I’m rather fond of the Courrier New and Frankling Gothic Italics, myself.

As an added bit of trivia, the word ampersand comes from 19th century schoolchildren being made to recite the alphabet. & came at the end following Z. The children were specifically taught that certain characters were, by themselves, whole words. When the teacher pointed to the first letter, they were taught to say “A, per se, ‘a’.” (A, by itself, is “a”.) When the teacher pointed to the ninth letter, the children were taught to say “I, per se, ‘I’.” And when the teacher pointed to the last character, the children were taught to say, “And, per se, ‘and’.” The children, of course, had no idea what this meant, and slurred the words together, and at least an entire generation grew up thinking they were being taught that the name of this symbol was ampersand.

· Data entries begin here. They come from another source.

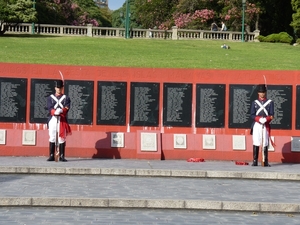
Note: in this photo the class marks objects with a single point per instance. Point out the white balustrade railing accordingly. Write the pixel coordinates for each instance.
(109, 32)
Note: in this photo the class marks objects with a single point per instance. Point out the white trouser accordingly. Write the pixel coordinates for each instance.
(53, 128)
(260, 132)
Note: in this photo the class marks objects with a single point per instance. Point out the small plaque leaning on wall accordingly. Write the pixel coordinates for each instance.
(13, 93)
(177, 105)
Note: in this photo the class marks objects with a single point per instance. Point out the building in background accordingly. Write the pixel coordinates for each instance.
(101, 3)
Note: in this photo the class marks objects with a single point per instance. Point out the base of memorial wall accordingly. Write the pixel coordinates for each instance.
(98, 145)
(157, 114)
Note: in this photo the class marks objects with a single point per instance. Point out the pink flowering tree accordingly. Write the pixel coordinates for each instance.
(197, 20)
(232, 14)
(72, 12)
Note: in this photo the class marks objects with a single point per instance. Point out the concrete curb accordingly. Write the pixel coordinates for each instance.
(149, 204)
(152, 173)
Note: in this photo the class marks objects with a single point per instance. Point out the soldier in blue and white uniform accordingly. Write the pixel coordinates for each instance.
(262, 112)
(58, 106)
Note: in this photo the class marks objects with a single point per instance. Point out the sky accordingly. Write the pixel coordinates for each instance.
(115, 4)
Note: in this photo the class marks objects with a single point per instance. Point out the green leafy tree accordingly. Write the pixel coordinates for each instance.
(296, 17)
(118, 16)
(13, 12)
(72, 12)
(155, 13)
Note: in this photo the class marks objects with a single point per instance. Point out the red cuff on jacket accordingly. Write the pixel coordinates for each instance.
(269, 118)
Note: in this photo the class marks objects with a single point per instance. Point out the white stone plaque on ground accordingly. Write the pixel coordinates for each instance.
(2, 137)
(209, 141)
(238, 142)
(148, 142)
(180, 141)
(29, 137)
(117, 140)
(270, 147)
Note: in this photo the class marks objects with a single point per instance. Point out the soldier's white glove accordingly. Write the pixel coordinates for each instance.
(58, 111)
(262, 120)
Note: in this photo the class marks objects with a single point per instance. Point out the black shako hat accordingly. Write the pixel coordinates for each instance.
(59, 83)
(261, 88)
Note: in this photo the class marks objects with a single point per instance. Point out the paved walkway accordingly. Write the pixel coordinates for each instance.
(143, 184)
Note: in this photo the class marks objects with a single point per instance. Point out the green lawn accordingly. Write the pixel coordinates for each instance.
(148, 53)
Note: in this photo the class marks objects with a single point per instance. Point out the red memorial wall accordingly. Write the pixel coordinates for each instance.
(148, 113)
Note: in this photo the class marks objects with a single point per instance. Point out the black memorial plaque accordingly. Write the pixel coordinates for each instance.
(13, 92)
(210, 105)
(282, 98)
(111, 101)
(40, 90)
(144, 104)
(298, 108)
(81, 94)
(177, 102)
(240, 100)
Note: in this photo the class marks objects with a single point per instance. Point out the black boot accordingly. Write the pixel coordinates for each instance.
(255, 155)
(51, 151)
(62, 152)
(266, 156)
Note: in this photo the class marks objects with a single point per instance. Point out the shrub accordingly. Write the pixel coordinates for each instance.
(282, 37)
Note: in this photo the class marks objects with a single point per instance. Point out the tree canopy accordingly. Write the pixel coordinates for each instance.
(268, 16)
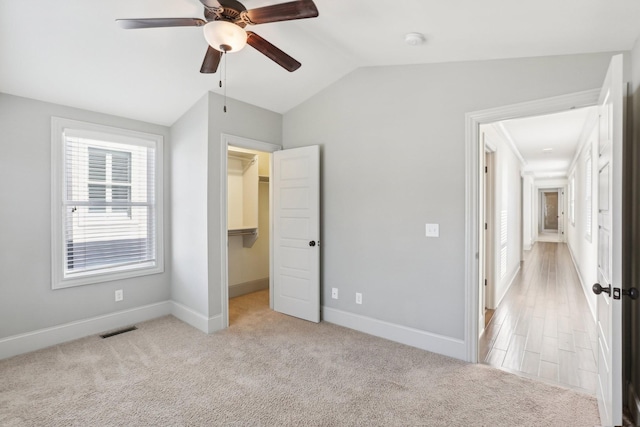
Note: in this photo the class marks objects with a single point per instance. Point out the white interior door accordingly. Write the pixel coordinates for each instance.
(609, 307)
(296, 232)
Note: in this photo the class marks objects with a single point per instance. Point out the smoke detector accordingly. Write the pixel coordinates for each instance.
(414, 39)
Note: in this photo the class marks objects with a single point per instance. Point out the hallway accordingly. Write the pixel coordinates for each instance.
(543, 327)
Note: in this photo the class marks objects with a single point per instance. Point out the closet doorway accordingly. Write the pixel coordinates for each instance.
(246, 252)
(248, 231)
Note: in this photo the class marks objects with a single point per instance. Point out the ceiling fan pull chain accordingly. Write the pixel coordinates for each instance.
(225, 81)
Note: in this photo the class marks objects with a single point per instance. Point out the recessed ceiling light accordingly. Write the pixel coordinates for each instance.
(414, 39)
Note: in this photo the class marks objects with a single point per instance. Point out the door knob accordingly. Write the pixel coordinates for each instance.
(597, 289)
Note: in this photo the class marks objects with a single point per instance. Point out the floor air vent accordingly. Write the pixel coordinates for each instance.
(118, 332)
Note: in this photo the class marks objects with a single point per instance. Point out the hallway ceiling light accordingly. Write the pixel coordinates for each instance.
(414, 39)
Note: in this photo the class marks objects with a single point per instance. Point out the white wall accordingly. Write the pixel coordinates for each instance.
(507, 200)
(27, 302)
(393, 156)
(541, 184)
(529, 223)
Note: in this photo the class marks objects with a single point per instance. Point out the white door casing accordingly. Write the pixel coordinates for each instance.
(296, 232)
(609, 202)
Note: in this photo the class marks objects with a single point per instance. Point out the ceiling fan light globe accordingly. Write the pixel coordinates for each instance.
(225, 36)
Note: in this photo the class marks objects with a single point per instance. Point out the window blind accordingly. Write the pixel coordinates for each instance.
(109, 211)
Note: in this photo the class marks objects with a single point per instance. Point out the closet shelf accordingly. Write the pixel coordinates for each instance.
(243, 231)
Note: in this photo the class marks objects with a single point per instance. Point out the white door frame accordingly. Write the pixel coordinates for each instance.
(237, 141)
(474, 158)
(486, 289)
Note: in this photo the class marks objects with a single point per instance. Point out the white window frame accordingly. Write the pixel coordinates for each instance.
(58, 128)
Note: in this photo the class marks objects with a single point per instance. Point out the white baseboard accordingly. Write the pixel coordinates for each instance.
(42, 338)
(506, 289)
(195, 319)
(435, 343)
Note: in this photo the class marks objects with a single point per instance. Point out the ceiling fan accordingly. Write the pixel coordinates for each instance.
(224, 28)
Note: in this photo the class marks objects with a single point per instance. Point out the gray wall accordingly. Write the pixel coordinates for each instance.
(393, 159)
(27, 302)
(189, 172)
(196, 209)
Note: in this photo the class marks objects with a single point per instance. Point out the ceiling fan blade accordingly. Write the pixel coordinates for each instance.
(283, 12)
(211, 61)
(160, 22)
(210, 3)
(272, 52)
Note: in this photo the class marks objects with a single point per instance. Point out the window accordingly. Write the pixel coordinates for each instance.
(106, 203)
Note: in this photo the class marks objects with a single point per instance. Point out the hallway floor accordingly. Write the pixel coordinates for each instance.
(543, 327)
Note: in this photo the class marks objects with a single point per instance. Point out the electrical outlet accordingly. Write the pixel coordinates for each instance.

Which it now is.

I was going to nitpick this as I’d always parsed it as “and so on or and so forth”, but checked out some online sources and many of them use the phrasing: “and the others, and so of the rest”.

In my writing I commonly resort to et al. short for et alia: “and others.” The prime difference is that et cetera commonly refers to objects and list items whereas et alia refers exclusively to persons (quite often the remainder of the authors of a paper in my case).

-DF

That type of symbol, merging the e and the t in et, is called a Tironian note – from the type of shorthand found in ancient and mediaeval manuscripts, and called after Cicero’s secretary.

One of my minor fields was Latin palaeography, and I took several courses in learning to decipher the various old hands (both bookhand and notarial). There is a terrific, standard dictionary for the various symbols compiled by Capelli.

The third picture on this link

http://www.evellum.com/ductus/demo/engine/ductus/frames/terms/tironian_notes.html

is an et or ampersand from a mediaeval manuscript.

This link
http://vindolanda.csad.ox.ac.uk/tablets/TVIIcat-shand.shtml

shows you examples of the Vindolanda Letters, found near Hadrian’s Wall, and dating from the early second century. (Scroll down for the link to the samples). You can see the Vindolanda Letters on display in the British Museum, and if you toddle up to the British Library, there are quite a number of manuscripts on display.

A lovely book to see the scripts and samples of the writing from the first century AD until about the 17th is Michelle Brown’s *A Guide to Western Historical Scripts from Antiquity to 1600 *(1990) She is one of the people I studied with.

Probably more than you wanted to know, but it is one of my favourite subjects! :slight_smile:

Et alii means “and other people” (a male or a mixed group); et aliae means “and other people” (an exculsively female group); et alia means “and other things”. Any of them can be abbreviated et al.. Et cetera means “and the rest”. As originally construed, et cetera is neuter so it should refer only to things, not people. But many careful writers and writing authorities no longer follow that stricture.